Que ce journal se veuille un vrai journal, que, loin de se cantonner aux seules « nouvelles de Kaboul », il ait l’ambition de devenir, avec l’aide de toutes les bonnes volontés, un magazine ouvert sur le monde, attentif aux grands problèmes de la planète et susceptible d’accueillir, pour cela, tous les écrivains, intellectuels, journalistes afghans et français partageant le même amour de la presse vraiment écrite et la même passion de la liberté, que ce mensuel, demain cet hebdomadaire, ait vocation, en un mot, à devenir un véritable lieu d’information et de culture dans un pays où l’information et la culture ont été martyrisées pendant près d’un quart de siècle, voilà qui rend l’entreprise plus périlleuse encore et en fait une quasi-gageure.

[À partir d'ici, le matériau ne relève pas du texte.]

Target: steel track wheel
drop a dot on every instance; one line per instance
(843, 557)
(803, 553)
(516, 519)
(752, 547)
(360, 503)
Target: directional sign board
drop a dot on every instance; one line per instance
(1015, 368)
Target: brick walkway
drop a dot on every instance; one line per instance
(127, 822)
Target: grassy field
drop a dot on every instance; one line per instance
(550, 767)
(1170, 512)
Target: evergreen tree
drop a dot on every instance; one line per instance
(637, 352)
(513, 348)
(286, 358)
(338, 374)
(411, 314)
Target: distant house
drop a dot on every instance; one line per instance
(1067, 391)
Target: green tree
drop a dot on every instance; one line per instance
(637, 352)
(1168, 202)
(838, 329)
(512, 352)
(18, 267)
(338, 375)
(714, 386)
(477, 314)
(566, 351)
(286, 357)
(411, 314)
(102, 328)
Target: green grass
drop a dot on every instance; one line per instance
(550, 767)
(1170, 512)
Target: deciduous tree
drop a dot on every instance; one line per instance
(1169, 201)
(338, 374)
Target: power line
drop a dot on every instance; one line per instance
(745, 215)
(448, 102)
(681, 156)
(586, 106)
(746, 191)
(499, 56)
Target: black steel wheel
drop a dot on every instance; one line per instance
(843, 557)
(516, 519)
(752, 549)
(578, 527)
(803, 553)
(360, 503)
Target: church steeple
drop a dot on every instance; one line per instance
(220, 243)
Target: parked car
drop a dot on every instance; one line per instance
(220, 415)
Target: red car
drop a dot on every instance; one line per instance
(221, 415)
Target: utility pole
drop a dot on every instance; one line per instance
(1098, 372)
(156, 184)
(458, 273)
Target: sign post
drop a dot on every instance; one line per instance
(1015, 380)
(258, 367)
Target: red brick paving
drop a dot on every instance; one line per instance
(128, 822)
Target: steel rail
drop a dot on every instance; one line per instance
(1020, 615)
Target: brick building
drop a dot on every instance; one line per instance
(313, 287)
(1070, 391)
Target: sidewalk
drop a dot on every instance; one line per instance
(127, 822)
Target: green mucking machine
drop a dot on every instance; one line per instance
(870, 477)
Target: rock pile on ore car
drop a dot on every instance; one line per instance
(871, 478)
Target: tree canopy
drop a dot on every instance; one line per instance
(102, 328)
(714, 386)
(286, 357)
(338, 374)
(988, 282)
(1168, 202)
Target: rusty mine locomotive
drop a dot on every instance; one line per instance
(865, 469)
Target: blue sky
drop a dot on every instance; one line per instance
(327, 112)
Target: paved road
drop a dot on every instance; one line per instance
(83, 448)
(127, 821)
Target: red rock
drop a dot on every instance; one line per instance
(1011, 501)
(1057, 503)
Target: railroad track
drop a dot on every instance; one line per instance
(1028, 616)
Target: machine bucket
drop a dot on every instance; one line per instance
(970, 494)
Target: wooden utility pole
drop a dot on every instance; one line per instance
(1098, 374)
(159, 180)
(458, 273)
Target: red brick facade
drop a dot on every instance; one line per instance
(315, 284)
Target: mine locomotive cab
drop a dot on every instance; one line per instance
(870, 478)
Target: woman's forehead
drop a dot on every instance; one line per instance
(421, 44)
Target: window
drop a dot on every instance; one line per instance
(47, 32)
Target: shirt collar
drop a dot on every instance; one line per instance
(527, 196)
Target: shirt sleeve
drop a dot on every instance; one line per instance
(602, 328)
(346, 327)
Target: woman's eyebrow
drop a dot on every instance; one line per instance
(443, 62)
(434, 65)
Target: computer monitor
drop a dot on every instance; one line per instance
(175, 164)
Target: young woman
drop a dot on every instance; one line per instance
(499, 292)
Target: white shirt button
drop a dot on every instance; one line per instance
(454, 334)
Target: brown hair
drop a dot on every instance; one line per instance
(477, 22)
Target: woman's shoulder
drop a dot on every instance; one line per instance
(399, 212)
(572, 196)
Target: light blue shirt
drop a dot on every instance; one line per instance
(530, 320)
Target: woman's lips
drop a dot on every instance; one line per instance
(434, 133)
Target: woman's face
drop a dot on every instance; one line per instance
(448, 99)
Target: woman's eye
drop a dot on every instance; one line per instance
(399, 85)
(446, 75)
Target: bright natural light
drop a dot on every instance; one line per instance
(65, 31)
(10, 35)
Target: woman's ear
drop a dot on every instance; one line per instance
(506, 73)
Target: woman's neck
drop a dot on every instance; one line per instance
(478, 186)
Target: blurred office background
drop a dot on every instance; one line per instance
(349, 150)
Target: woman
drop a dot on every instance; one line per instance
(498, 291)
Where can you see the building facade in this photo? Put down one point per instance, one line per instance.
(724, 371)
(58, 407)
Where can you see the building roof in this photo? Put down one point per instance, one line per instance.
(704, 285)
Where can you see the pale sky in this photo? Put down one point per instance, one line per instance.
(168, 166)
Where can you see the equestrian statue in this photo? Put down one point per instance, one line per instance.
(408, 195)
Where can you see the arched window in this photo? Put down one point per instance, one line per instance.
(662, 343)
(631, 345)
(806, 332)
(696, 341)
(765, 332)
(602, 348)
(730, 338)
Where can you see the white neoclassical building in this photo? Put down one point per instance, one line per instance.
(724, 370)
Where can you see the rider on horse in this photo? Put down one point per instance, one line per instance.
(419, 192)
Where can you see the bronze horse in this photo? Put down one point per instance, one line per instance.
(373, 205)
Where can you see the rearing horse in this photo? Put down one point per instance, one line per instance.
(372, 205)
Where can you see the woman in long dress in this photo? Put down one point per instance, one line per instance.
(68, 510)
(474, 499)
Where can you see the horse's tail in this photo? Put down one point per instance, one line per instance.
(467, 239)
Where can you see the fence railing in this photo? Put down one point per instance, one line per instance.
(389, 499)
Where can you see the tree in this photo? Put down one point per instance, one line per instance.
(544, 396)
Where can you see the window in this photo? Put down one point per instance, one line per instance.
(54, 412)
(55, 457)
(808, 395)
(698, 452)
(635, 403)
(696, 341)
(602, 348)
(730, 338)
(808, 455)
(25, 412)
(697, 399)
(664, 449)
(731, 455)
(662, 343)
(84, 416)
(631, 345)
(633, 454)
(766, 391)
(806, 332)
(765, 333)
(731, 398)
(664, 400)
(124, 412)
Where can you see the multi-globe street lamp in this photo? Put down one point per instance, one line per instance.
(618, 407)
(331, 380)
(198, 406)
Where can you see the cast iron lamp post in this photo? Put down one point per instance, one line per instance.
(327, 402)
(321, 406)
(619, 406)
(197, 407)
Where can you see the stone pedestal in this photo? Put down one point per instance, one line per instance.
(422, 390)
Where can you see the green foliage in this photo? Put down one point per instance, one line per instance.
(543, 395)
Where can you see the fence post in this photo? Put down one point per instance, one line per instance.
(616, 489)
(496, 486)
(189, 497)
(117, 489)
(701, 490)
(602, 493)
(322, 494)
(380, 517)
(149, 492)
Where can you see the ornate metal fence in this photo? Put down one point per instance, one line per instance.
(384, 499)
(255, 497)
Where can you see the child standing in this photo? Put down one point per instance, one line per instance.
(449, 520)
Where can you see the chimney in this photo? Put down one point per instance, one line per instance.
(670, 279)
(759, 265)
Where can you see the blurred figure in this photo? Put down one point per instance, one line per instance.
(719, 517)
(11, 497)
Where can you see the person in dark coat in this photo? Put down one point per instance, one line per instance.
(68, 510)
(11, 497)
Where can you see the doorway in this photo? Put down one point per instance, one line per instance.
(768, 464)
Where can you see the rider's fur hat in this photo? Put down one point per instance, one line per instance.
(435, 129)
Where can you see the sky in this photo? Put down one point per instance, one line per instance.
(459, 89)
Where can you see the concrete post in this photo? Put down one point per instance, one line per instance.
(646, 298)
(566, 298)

Nous sommes quelques-uns, néanmoins, à y croire – et à y croire avec passion.

Nous sommes quelques-uns, autour d’Aïna et de l’équipe des Nouvelles de Kaboul, à penser que ce projet n’est pas complètement déraisonnable – et que, même s’il l’était, la chose vaudrait d’être tentée.

Pourquoi ?

Je ne parle, bien entendu, qu’en mon nom. Mais si j’essaie de dire les raisons qui m’ont, au printemps dernier, au terme de la mission que m’avaient confiée le président de la République et le Premier ministre, convaincu de cette nécessité, j’en vois au moins trois.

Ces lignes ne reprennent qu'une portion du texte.